Seit der griechisch-römischen Antike umschreiben drei semantische Hauptgruppen die Bedeutung von Regeln (siehe Kapitel 2): Werkzeuge zur Messung und Berechnung; Vorbilder beziehungsweise Modelle oder Paradigmen; und Gesetze. Die nachfolgende Geschichte der Regeln ist eine der Vermehrung und Verknüpfung, die immer mehr Arten von Regeln und von jeder Art immer mehr Exemplare hervorbrachte. Das Ergebnis ist eine schier unüberschaubare Vielfalt, die fast ebenso komplex ist wie die Kultur selbst. Von den drei 13Urbedeutungen von »Regel« gehen indessen rote Fäden aus, die sich seit Jahrtausenden durch das Labyrinth der Geschichte ziehen. Aus der Perspektive der longue durée und unter Verwendung von Regeln aus zahlreichen unterschiedlichen Quellen – Klosterregeln und Kochbüchern, Militärhandbüchern und juristischen Abhandlungen, Rechenalgorithmen und Gebrauchsanleitungen – zeichnet dieses Buch die lange Karriere dieses antiken Dreigestirns in den gelehrten und vernakulären Traditionen nach, die auf griechisch-römische Wurzeln zurückgehen und sich gemeinsam im Verlauf von zwei Jahrtausenden entwickelten. Kapitel 2 und 3 rekonstruieren, wie Regeln von der Antike bis zum 18. Jahrhundert als flexible Modelle oder Vorbilder funktionierten; Kapitel 4 und 5 beschreiben, wie Rechenalgorithmen von der Antike bis zum Aufstieg der Algorithmen und der mechanischen Rechenmaschinen im 19. und 20. Jahrhundert in der Praxis eingesetzt wurden. Für die Zeit vom 13. bis zum 18. Jahrhundert vergleichen Kapitel 6 und 7 äußerst spezielle Regeln in Gestalt grundlegender Vorschriften mit sehr allgemeinen Regeln nach Art olympischer Naturgesetze. Kapitel 8 untersucht, wie vom 16. bis zum 20. Jahrhundert moralische, rechtliche und politische Regeln angesichts widerspenstiger Ausnahmen gebeugt und gebrochen wurden.

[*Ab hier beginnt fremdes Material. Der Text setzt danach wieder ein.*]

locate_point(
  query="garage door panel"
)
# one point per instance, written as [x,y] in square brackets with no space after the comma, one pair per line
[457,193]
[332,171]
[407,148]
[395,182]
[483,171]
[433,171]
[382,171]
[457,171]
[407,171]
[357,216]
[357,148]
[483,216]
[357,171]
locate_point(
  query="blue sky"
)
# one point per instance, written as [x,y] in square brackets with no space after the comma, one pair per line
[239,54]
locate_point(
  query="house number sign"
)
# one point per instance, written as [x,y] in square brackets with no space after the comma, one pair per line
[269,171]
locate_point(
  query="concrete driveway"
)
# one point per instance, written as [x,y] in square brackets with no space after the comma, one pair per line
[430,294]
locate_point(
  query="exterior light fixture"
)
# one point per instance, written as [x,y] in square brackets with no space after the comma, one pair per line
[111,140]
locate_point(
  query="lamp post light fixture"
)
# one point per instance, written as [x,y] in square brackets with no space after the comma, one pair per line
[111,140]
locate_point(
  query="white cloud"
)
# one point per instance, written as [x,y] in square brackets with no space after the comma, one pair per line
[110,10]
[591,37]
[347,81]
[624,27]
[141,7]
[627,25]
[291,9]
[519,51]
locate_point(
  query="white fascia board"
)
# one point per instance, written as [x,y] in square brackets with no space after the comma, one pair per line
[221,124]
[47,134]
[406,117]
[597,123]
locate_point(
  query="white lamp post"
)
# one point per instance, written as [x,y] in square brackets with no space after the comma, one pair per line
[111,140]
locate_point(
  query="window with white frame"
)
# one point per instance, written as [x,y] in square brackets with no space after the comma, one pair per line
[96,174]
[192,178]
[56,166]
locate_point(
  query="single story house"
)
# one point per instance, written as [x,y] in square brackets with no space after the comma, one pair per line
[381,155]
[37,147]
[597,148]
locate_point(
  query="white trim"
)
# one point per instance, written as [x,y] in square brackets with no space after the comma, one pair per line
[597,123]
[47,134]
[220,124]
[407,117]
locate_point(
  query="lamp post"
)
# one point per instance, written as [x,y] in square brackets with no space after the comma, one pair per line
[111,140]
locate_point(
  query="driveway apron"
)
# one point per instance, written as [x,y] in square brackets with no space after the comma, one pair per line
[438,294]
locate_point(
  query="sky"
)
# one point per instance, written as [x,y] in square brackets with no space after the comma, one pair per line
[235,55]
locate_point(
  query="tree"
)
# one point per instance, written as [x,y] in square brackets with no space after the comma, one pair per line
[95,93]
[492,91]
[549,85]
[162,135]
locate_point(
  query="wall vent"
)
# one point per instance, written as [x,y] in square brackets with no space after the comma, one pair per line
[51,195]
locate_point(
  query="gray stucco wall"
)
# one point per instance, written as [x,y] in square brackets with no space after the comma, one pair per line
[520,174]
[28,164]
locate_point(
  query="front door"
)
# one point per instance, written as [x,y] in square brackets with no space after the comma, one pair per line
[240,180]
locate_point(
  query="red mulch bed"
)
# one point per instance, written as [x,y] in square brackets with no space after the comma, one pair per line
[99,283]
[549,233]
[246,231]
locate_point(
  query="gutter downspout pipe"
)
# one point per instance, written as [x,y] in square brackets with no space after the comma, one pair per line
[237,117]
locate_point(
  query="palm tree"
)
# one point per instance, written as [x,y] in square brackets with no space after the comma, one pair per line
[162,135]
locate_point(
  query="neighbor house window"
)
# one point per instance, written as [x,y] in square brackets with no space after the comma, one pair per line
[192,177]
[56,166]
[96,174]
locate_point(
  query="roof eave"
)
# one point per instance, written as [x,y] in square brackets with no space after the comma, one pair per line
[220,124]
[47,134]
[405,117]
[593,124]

Die lange Geschichte der Regeln wird von drei Gegensätzen strukturiert. Regeln können füllig oder schlank in der Formulierung, flexibel oder starr in der Anwendung und allgemein oder spezifisch hinsichtlich ihres Geltungsbereichs sein. Diese Gegensätze können sich überschneiden, und manche sind, je nachdem, welcher der drei Arten von Regeln sie angehören, relevanter als andere. Regeln im Sinne von Vorbildern oder Modellen sind eher füllig in der Formulierung und flexibel in der Anwendung (siehe Kapitel 2 und 3). Eine füllige Regel ist gespickt mit Beispielen, Vorbehalten, Beobachtungen und Ausnahmen. Sie geht von beträchtlichen Variationen in den Umständen aus und bedarf daher einer geschmeidigen Anpassung. Regeln im Sinne von Algorithmen sind dagegen eher schlank in der Formulierung und starr in der Anwendung, wenngleich auch sie zuweilen füllig sein können (siehe Kapitel 4 und 5). Ein Algorithmus muss zwar nicht kurz sein, ist aber nur selten für außergewöhnliche oder 14einfach nur unterschiedliche Fälle gedacht. Da schlanke Regeln implizit eine vorhersagbare, stabile Welt voraussetzen, in der sich alle Möglichkeiten vorhersehen lassen, laden sie nicht zur Berücksichtigung von Unterschieden ein. Das ist unproblematisch, solange sie sich auf die Lösung von Lehrbuchbeispielen beschränken – zum Beispiel in der elementaren Arithmetik. Doch die Annalen der Computeralgorithmen sind inzwischen voller warnender Geschichten über Programme für alles, von der Gesichtserkennung bis zur Bezahlung Ihrer Steuern, die allzu schlank gestaltet und allzu starr angelegt wurden, um einer vielfältigeren Realität gerecht zu werden.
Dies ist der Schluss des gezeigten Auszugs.